I have this query that is bothering me; it is encapsulated as a new query operator, I made two versions of it, trying to see which one performs better. Both perform horribly.
First attempt; declarative style
public static IEnumerable<IEnumerable<α>> Section<α>(this IEnumerable<α> source, int length)
{
return source.Any()
? source.Take(length).Cons(source.Skip(length).Section(length))
: Enumerable.Empty<IEnumerable<α>>();
}
Second attempt: imperative “yield return” style
public static IEnumerable<IEnumerable<α>> Section<α>(this IEnumerable<α> source, int length)
{
var fst = source.Take(length);
var rst = source.Skip(length);
yield return fst;
if (rst.Any())
foreach (var section in rst.Section(length))
yield return section;
}
In fact the second attempt is worse, both in terms of readability, compositionality and in terms of speed.
Any clues as to how to optimize this?
I suspect that the problem you’re having is related to the fact that enumerating the final result is at least an O(n^2) operation, possibly worse; I haven’t worked it all out in my head yet.
Why is that? Well, suppose you have [1, 2, 3, 4, 5, 6] and you split that up into what you think is { { 1, 2 }, {3, 4}, {5, 6} }
That’s not what you’ve done. You’ve in fact split this up into { take the first two, take the first two and discard them and then take the next two, take the first two and discard then and then take the next two and discard them and then take the third two }
Notice how each step along the way re-calculate the result? That’s because the array could be changing between calls to the enumeration. LINQ was designed to always get you up-to-date results; you write a query that means “skip the first four and iterate the next two”, that’s exactly what you get — a query that executes that code when you enumerate it.

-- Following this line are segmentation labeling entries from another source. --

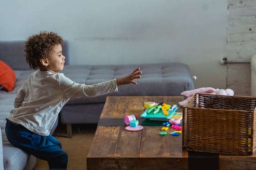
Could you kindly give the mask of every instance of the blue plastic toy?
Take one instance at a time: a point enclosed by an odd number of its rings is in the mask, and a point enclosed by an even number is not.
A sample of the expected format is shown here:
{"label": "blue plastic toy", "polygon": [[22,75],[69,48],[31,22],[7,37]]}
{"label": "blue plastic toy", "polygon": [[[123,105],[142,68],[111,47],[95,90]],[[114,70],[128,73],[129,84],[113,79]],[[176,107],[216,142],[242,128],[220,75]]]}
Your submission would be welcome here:
{"label": "blue plastic toy", "polygon": [[139,124],[139,121],[137,120],[133,120],[130,122],[130,126],[137,127]]}

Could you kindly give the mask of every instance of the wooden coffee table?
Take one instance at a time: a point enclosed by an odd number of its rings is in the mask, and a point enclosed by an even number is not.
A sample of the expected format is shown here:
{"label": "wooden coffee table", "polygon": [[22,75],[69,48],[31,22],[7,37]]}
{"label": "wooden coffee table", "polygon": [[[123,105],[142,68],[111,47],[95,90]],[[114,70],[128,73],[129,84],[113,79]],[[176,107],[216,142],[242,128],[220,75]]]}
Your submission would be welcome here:
{"label": "wooden coffee table", "polygon": [[[159,132],[163,121],[150,121],[140,115],[144,102],[177,105],[181,96],[109,97],[87,156],[88,169],[255,169],[255,155],[234,156],[183,150],[182,135]],[[180,107],[176,112],[182,112]],[[137,116],[142,130],[125,129],[125,116]]]}

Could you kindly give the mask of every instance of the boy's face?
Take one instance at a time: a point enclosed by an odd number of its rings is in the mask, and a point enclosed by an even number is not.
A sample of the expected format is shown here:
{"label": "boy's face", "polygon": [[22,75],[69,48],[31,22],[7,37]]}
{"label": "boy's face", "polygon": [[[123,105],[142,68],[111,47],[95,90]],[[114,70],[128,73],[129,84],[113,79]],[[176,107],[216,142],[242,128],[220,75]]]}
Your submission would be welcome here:
{"label": "boy's face", "polygon": [[62,55],[62,48],[60,44],[56,45],[50,53],[49,57],[45,59],[48,64],[46,70],[55,74],[61,71],[64,68],[65,56]]}

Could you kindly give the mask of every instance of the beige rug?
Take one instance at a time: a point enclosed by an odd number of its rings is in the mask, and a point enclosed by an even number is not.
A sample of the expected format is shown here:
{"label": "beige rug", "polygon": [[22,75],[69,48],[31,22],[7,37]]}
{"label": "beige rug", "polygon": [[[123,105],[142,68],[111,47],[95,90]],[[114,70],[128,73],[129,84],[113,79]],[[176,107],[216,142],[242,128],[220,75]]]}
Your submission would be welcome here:
{"label": "beige rug", "polygon": [[[72,125],[73,137],[67,137],[66,126],[60,124],[53,136],[61,143],[63,150],[68,153],[68,170],[86,169],[86,157],[93,142],[97,127],[95,124]],[[48,169],[46,161],[38,159],[34,170]]]}

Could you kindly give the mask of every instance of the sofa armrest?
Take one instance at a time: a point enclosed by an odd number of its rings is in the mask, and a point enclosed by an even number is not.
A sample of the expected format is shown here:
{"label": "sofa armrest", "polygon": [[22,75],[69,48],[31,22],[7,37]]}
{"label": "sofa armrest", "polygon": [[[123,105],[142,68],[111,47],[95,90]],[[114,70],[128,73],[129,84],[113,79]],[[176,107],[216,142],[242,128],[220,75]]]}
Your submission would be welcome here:
{"label": "sofa armrest", "polygon": [[3,169],[3,140],[2,131],[0,129],[0,169]]}

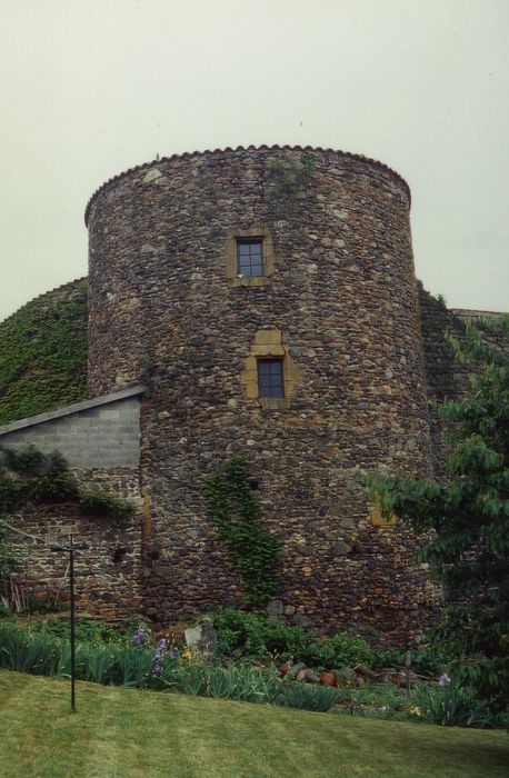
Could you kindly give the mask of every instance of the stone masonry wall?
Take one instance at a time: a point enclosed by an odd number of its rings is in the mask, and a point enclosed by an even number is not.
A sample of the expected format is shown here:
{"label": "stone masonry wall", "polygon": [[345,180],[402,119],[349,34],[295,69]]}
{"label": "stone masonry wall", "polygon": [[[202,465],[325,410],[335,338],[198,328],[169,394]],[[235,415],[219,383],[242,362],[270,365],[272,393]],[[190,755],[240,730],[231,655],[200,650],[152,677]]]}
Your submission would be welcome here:
{"label": "stone masonry wall", "polygon": [[[88,223],[89,391],[150,383],[148,615],[241,602],[202,491],[240,453],[285,543],[285,615],[412,638],[438,595],[411,535],[371,522],[359,472],[432,472],[405,182],[341,152],[227,150],[128,171],[93,197]],[[273,251],[260,286],[229,270],[231,240],[249,232]],[[282,405],[242,379],[257,345],[276,341],[293,366]]]}
{"label": "stone masonry wall", "polygon": [[[51,551],[51,545],[74,542],[88,549],[76,557],[78,612],[119,620],[139,614],[141,597],[142,501],[137,469],[74,470],[90,491],[113,493],[134,501],[139,511],[126,526],[111,519],[83,516],[76,505],[34,505],[11,517],[23,560],[14,581],[36,601],[66,601],[69,597],[69,555]],[[32,537],[27,537],[32,536]]]}

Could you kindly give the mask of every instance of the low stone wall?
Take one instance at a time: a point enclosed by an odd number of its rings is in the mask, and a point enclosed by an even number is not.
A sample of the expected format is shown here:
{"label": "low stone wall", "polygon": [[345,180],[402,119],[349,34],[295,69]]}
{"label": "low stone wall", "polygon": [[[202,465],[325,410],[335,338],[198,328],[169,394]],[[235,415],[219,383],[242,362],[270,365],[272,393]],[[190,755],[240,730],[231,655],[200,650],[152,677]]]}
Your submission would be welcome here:
{"label": "low stone wall", "polygon": [[[78,612],[118,620],[141,610],[142,501],[138,470],[74,470],[80,485],[91,491],[114,493],[138,506],[129,523],[83,516],[76,505],[33,505],[11,517],[22,532],[23,560],[13,581],[36,602],[69,598],[69,555],[51,551],[54,543],[73,541],[88,548],[76,557]],[[18,537],[18,536],[17,536]]]}

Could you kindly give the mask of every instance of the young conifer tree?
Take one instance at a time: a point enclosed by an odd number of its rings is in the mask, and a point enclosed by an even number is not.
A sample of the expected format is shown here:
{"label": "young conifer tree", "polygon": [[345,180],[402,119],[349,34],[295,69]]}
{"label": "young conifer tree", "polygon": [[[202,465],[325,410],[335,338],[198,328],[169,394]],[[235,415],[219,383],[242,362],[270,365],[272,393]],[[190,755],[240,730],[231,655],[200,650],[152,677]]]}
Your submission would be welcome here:
{"label": "young conifer tree", "polygon": [[[509,336],[509,317],[490,326]],[[465,342],[450,342],[481,371],[467,400],[438,406],[456,440],[446,477],[367,480],[386,515],[423,536],[419,561],[455,592],[433,638],[452,658],[453,677],[500,710],[509,704],[509,358],[475,327]]]}

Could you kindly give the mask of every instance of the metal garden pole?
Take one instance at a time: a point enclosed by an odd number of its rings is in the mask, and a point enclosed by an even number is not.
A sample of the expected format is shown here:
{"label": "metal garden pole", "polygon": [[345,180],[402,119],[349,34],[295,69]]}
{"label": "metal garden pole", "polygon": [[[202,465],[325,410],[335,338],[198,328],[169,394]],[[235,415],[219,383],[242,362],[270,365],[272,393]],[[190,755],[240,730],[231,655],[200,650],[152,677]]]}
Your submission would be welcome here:
{"label": "metal garden pole", "polygon": [[71,710],[76,712],[76,605],[74,605],[74,552],[84,551],[88,546],[73,543],[72,535],[69,536],[69,546],[51,546],[52,551],[69,552],[69,585],[70,585],[70,628],[71,628]]}

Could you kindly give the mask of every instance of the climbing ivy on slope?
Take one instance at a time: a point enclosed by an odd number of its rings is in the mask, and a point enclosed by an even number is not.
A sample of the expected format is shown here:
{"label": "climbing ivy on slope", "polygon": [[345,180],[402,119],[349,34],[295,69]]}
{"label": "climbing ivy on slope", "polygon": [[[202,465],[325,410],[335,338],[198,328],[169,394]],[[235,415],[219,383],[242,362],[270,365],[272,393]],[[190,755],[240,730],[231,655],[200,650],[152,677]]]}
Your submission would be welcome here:
{"label": "climbing ivy on slope", "polygon": [[281,542],[260,519],[243,459],[231,457],[220,472],[209,476],[204,495],[219,539],[242,582],[246,604],[263,607],[278,588]]}
{"label": "climbing ivy on slope", "polygon": [[36,298],[0,323],[0,425],[86,397],[87,282]]}

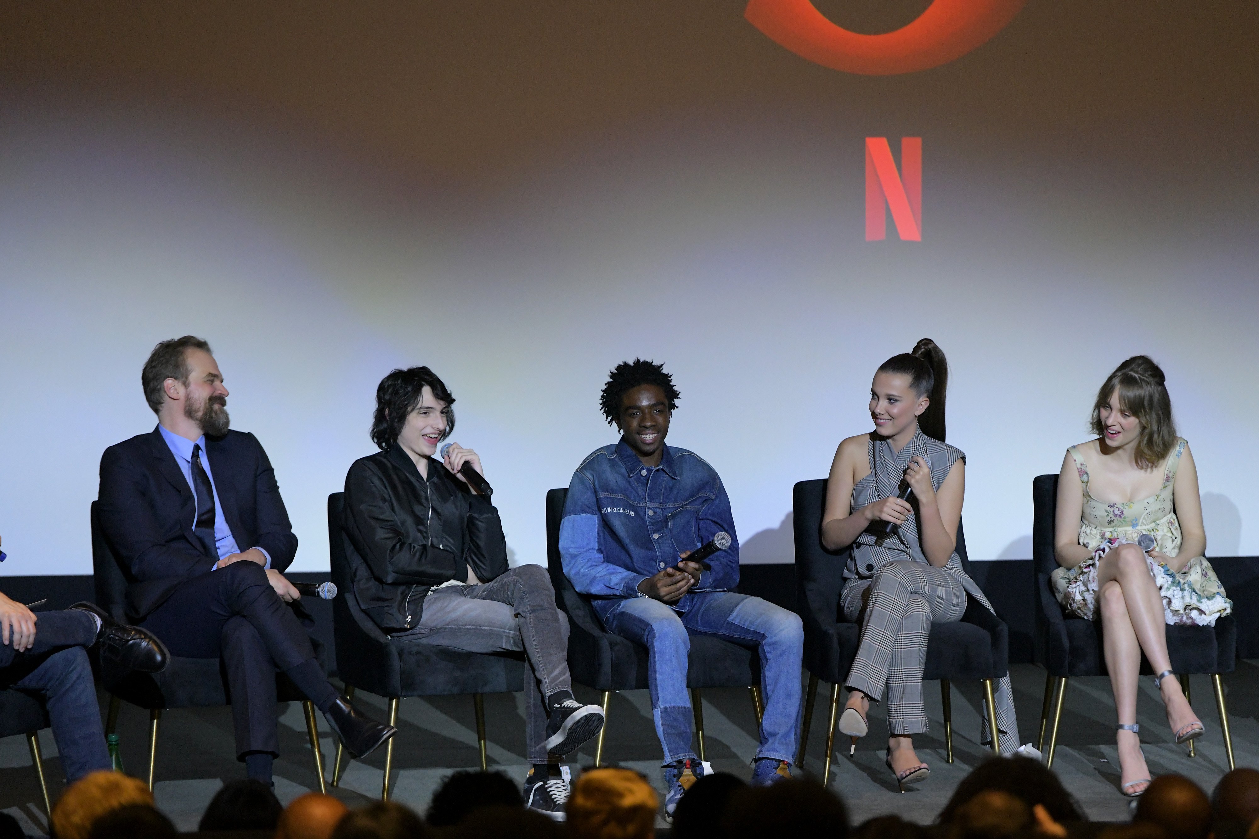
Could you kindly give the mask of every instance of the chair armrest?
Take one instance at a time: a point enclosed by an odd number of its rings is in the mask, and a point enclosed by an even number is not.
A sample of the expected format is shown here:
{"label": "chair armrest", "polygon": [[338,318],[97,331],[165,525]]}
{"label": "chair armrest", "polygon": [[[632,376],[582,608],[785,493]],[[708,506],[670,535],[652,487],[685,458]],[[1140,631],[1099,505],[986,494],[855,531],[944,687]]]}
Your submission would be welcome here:
{"label": "chair armrest", "polygon": [[838,623],[838,600],[831,597],[830,592],[823,591],[816,582],[802,582],[799,591],[803,595],[799,616],[805,623],[805,630],[835,631],[835,625]]}
{"label": "chair armrest", "polygon": [[562,586],[555,594],[555,604],[568,615],[568,667],[574,681],[611,689],[613,655],[603,621],[594,613],[590,601],[570,584]]}
{"label": "chair armrest", "polygon": [[1049,574],[1036,574],[1036,658],[1051,675],[1066,675],[1071,642],[1066,635],[1063,606],[1054,597]]}
{"label": "chair armrest", "polygon": [[1010,672],[1010,626],[982,603],[967,596],[962,621],[978,626],[992,639],[992,667],[998,675]]}

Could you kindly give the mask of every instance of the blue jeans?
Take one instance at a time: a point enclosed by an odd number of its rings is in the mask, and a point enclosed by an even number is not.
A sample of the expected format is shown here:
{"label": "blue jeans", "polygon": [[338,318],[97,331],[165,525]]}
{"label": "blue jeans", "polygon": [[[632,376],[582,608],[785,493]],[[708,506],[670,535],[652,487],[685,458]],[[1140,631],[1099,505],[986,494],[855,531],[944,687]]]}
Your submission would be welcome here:
{"label": "blue jeans", "polygon": [[35,645],[18,653],[0,644],[0,683],[34,694],[48,708],[65,782],[110,769],[84,647],[96,643],[96,621],[86,611],[42,611]]}
{"label": "blue jeans", "polygon": [[805,649],[799,616],[760,597],[731,591],[697,591],[690,596],[690,608],[684,613],[650,597],[618,600],[606,610],[596,601],[608,631],[647,648],[647,684],[656,735],[665,750],[663,764],[696,758],[686,692],[686,659],[691,649],[687,630],[759,649],[765,712],[757,757],[794,760]]}

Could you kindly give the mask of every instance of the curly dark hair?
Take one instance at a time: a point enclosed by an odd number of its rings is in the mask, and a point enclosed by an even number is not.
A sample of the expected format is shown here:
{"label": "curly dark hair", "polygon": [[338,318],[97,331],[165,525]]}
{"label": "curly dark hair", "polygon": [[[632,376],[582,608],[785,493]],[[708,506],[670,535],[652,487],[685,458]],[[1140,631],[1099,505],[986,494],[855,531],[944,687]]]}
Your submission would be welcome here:
{"label": "curly dark hair", "polygon": [[1008,792],[1022,799],[1029,809],[1041,804],[1058,823],[1080,821],[1084,818],[1075,799],[1053,770],[1045,769],[1039,760],[1016,756],[990,757],[974,767],[953,790],[953,797],[935,816],[937,820],[949,824],[962,805],[985,790]]}
{"label": "curly dark hair", "polygon": [[407,424],[407,415],[419,405],[424,385],[432,389],[434,397],[446,403],[446,409],[442,411],[446,414],[446,433],[442,434],[442,439],[451,435],[454,430],[454,395],[428,367],[408,367],[392,370],[376,385],[376,413],[371,418],[373,443],[388,449],[398,440],[402,426]]}
{"label": "curly dark hair", "polygon": [[677,409],[681,394],[674,387],[674,377],[665,372],[665,365],[642,358],[622,361],[608,372],[608,384],[603,385],[603,392],[599,394],[599,408],[608,418],[608,425],[616,425],[621,416],[621,397],[642,385],[656,385],[665,391],[670,414]]}

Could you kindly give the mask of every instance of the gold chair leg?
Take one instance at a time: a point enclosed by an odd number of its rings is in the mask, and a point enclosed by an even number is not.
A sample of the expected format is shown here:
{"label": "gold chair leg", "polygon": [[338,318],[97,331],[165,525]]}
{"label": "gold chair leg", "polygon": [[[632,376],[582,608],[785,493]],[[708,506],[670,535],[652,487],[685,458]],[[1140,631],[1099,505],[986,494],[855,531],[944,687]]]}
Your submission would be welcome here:
{"label": "gold chair leg", "polygon": [[608,732],[608,699],[612,698],[612,691],[603,692],[603,727],[599,728],[599,740],[594,743],[594,769],[603,765],[603,735]]}
{"label": "gold chair leg", "polygon": [[1049,709],[1054,704],[1054,675],[1045,673],[1045,701],[1040,703],[1040,736],[1036,737],[1036,751],[1045,751],[1045,726],[1049,725]]}
{"label": "gold chair leg", "polygon": [[1054,769],[1054,752],[1058,751],[1058,723],[1063,721],[1063,699],[1066,698],[1066,677],[1058,679],[1058,701],[1054,703],[1054,725],[1049,730],[1049,758],[1045,769]]}
{"label": "gold chair leg", "polygon": [[[1181,683],[1181,692],[1185,694],[1185,702],[1192,703],[1194,699],[1190,698],[1190,693],[1188,693],[1188,673],[1181,673],[1177,678],[1180,679],[1180,683]],[[1197,757],[1197,750],[1194,748],[1194,741],[1192,740],[1188,741],[1188,756],[1190,757]]]}
{"label": "gold chair leg", "polygon": [[[480,698],[480,694],[477,694],[477,698]],[[390,726],[397,726],[398,725],[398,703],[399,702],[400,702],[399,697],[392,697],[389,699],[389,725]],[[389,800],[389,775],[390,775],[390,772],[393,772],[393,741],[395,741],[395,740],[398,740],[398,735],[394,735],[393,737],[390,737],[389,742],[385,743],[385,779],[380,784],[380,800],[381,801],[388,801]]]}
{"label": "gold chair leg", "polygon": [[813,722],[813,702],[817,699],[817,677],[808,674],[808,688],[805,691],[805,720],[799,726],[799,748],[796,750],[796,766],[805,767],[805,746],[808,743],[808,726]]}
{"label": "gold chair leg", "polygon": [[30,747],[30,762],[35,765],[35,775],[39,776],[39,791],[44,794],[44,813],[48,815],[49,826],[52,826],[53,805],[48,800],[48,779],[44,777],[44,753],[39,750],[38,731],[26,732],[26,746]]}
{"label": "gold chair leg", "polygon": [[997,701],[992,696],[992,679],[983,679],[983,698],[988,703],[988,733],[992,735],[992,753],[1001,753],[1001,731],[997,728]]}
{"label": "gold chair leg", "polygon": [[104,736],[108,737],[118,731],[118,707],[122,704],[122,699],[110,694],[110,712],[104,717]]}
{"label": "gold chair leg", "polygon": [[157,766],[157,726],[161,723],[161,708],[149,712],[149,789],[154,789],[154,769]]}
{"label": "gold chair leg", "polygon": [[[345,686],[345,698],[346,698],[346,701],[354,701],[354,686],[353,684],[346,684]],[[341,738],[337,737],[336,738],[336,760],[332,761],[332,786],[340,786],[341,785],[341,755],[344,752],[345,752],[345,743],[342,743]]]}
{"label": "gold chair leg", "polygon": [[826,769],[822,770],[822,786],[831,780],[831,753],[835,751],[835,720],[840,711],[840,686],[831,686],[831,725],[826,730]]}
{"label": "gold chair leg", "polygon": [[311,753],[315,755],[315,774],[319,775],[319,791],[327,795],[327,785],[324,782],[324,752],[319,745],[319,723],[315,722],[315,703],[306,701],[302,703],[306,712],[306,733],[311,738]]}
{"label": "gold chair leg", "polygon": [[708,760],[704,756],[704,694],[699,688],[691,688],[691,713],[695,714],[695,740],[699,741],[700,746],[700,760]]}
{"label": "gold chair leg", "polygon": [[481,771],[490,771],[485,760],[485,696],[472,694],[472,709],[476,711],[476,745],[481,750]]}
{"label": "gold chair leg", "polygon": [[1224,751],[1229,756],[1229,771],[1231,772],[1236,769],[1236,764],[1233,762],[1233,732],[1229,731],[1229,709],[1224,703],[1224,682],[1219,673],[1211,673],[1211,687],[1215,688],[1215,709],[1220,712],[1220,733],[1224,735]]}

Is the original sequence small enough and fast enough that you can read the whole thing into memory and split it all up at once, rather than trying to do so lazily? Alternatively, is the sequence indexible? If all you get is forward access to the sequence and it is too big or slow to read into memory all at once then there is not a whole lot you can do here. But if you have one or both of those properties then you can make this at least linear.